Integrated Brain Connectivity Analysis with fMRI, DTI, and sMRI Powered by Interpretable Graph Neural Networks
Gang Qu, Ziyu Zhou, Vince D. Calhoun, Aiying Zhang, Yu-Ping Wang
TL;DR
The paper presents an integrated multimodal neuroimaging framework that fuses FC, SC, and anatomical features using a MaskGNN with learnable edge masks to achieve interpretable brain connectivity analysis. By leveraging the Glasser atlas and HCP-D developmental data, the method improves cognitive score predictions and enables identification of key brain networks via Grad-RAM/Grad-CAM analyses. The approach demonstrates benefits of multimodal fusion (FC, SC, AS) and manifold/mask regularization, providing both accurate predictions and interpretable insights into structure–function coupling during development. The work highlights the potential of edge-level interpretability in graph-based neuroimaging models and discusses limitations and avenues for future enhancements, including advanced fusion techniques and broader populations.
Abstract
Multimodal neuroimaging modeling has becomes a widely used approach but confronts considerable challenges due to heterogeneity, which encompasses variability in data types, scales, and formats across modalities.

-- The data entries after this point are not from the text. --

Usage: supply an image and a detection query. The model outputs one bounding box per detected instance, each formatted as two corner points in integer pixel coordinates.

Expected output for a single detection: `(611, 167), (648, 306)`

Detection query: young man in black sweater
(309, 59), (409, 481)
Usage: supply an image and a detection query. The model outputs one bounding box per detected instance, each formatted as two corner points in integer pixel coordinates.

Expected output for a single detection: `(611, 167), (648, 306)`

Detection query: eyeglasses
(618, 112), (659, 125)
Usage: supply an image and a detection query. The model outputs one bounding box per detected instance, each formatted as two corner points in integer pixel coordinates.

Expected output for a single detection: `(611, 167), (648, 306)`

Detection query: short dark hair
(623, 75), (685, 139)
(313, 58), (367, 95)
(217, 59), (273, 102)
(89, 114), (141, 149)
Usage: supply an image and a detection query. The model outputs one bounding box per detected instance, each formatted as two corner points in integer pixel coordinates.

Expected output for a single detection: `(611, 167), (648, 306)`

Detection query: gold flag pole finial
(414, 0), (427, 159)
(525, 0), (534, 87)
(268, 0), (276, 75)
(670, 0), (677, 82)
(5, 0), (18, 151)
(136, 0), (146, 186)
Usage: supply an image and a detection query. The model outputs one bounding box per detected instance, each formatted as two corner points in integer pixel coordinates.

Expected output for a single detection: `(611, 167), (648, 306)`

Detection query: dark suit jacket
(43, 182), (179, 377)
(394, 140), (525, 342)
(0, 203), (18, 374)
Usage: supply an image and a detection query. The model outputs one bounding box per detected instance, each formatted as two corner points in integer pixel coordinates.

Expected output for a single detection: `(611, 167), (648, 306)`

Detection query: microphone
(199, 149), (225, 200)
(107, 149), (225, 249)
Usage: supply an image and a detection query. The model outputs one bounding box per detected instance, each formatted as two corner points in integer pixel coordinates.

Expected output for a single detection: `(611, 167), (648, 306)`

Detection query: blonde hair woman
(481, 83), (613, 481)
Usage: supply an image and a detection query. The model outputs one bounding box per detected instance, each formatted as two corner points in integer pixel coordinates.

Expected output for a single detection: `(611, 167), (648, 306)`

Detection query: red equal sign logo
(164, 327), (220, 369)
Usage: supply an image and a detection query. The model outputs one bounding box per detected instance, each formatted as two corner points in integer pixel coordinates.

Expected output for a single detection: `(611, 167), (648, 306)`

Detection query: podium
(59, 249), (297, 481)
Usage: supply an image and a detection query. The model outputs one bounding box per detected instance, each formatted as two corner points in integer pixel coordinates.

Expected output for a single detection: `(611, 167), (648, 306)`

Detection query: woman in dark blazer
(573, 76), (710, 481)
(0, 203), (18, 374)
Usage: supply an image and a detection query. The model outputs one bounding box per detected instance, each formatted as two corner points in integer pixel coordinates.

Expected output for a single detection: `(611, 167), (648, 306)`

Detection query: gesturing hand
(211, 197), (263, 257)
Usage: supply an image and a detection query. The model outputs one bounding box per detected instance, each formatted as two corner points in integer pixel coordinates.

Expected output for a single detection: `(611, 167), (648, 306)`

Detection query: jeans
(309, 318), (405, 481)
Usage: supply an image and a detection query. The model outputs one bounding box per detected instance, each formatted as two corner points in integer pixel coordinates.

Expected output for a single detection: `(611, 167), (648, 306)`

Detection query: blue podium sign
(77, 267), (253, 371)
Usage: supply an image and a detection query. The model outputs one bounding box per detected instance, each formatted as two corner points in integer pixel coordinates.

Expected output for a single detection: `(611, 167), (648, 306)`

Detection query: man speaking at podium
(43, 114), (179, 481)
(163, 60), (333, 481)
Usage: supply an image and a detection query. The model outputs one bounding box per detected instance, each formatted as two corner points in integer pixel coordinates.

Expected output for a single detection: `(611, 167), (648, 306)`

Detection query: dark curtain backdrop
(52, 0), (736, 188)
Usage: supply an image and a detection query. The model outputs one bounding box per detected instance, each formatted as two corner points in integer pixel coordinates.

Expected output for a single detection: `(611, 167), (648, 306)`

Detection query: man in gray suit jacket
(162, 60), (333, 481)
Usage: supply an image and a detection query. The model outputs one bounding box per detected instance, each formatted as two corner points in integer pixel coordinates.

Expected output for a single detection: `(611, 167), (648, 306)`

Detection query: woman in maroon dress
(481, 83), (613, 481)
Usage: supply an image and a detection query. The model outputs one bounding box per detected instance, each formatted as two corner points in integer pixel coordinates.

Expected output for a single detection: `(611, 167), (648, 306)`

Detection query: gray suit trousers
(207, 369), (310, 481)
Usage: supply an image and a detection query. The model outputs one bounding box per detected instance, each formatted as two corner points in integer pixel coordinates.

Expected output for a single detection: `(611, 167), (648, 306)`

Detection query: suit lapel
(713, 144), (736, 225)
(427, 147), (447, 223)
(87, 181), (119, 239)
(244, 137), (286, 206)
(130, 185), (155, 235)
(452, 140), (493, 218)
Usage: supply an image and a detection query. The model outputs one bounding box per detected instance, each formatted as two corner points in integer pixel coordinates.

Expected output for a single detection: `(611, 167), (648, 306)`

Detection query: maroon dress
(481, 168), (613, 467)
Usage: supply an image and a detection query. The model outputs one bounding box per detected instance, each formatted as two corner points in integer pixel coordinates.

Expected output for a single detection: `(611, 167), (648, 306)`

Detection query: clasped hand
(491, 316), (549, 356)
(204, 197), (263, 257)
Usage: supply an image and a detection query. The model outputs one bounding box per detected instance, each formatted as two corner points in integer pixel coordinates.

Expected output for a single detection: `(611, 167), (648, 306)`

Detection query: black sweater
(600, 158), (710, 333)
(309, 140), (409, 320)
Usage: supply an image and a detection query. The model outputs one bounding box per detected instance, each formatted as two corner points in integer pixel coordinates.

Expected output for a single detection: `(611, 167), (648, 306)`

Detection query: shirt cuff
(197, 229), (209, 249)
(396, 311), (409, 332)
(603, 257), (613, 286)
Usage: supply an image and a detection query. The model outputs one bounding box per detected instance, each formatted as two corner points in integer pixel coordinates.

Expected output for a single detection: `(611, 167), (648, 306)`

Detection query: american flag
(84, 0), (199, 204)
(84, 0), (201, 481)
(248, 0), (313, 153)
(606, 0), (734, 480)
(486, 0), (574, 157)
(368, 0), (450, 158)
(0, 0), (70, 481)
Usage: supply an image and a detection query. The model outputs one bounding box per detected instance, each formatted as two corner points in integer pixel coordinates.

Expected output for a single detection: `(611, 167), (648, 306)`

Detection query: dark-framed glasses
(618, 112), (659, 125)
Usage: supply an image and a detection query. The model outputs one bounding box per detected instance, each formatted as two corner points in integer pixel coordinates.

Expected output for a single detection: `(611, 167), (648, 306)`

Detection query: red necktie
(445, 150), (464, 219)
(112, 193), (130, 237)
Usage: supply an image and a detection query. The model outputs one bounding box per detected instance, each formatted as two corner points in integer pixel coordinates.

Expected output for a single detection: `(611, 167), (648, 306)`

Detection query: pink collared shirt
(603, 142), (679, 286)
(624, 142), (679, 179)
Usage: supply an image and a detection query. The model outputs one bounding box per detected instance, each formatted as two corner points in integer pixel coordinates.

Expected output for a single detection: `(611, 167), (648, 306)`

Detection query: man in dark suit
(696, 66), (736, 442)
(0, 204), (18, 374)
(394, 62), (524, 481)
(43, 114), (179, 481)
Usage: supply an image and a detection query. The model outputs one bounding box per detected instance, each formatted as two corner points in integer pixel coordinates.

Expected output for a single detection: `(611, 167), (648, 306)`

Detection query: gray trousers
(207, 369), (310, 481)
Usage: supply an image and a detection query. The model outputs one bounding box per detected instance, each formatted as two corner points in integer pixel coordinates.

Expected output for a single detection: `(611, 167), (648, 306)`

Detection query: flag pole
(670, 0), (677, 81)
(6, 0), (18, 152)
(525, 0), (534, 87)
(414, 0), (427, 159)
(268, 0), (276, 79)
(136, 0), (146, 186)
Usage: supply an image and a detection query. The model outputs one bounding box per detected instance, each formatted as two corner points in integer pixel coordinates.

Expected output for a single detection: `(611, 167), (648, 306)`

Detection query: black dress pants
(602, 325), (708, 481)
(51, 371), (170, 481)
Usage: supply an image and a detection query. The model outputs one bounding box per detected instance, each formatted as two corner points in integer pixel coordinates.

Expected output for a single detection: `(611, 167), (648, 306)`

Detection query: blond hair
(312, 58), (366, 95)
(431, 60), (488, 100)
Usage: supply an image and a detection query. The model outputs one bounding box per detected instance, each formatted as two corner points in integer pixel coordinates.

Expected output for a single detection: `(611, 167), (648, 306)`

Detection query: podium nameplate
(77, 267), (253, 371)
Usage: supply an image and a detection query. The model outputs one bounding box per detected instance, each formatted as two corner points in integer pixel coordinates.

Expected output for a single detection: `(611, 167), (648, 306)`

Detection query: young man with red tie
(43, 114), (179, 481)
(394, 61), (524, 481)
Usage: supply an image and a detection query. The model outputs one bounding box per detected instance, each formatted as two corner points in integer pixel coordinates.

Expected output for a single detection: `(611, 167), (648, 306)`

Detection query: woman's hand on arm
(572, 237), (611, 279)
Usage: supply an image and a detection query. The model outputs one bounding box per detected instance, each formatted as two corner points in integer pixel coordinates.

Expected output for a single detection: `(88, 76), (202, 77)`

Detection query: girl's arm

This variability necessitates the deployment of advanced computational methods to integrate and interpret these diverse datasets within a cohesive analytical framework. In our research, we amalgamate functional magnetic resonance imaging, diffusion tensor imaging, and structural MRI into a cohesive framework. This integration capitalizes on the unique strengths of each modality and their inherent interconnections, aiming for a comprehensive understanding of the brain's connectivity and anatomical characteristics. Utilizing the Glasser atlas for parcellation, we integrate imaging derived features from various modalities: functional connectivity from fMRI, structural connectivity from DTI, and anatomical features from sMRI within consistent regions. Our approach incorporates a masking strategy to differentially weight neural connections, thereby facilitating a holistic amalgamation of multimodal imaging data. This technique enhances interpretability at connectivity level, transcending traditional analyses centered on singular regional attributes. The model is applied to the Human Connectome Project's Development study to elucidate the associations between multimodal imaging and cognitive functions throughout youth. The analysis demonstrates improved predictive accuracy and uncovers crucial anatomical features and essential neural connections, deepening our understanding of brain structure and function.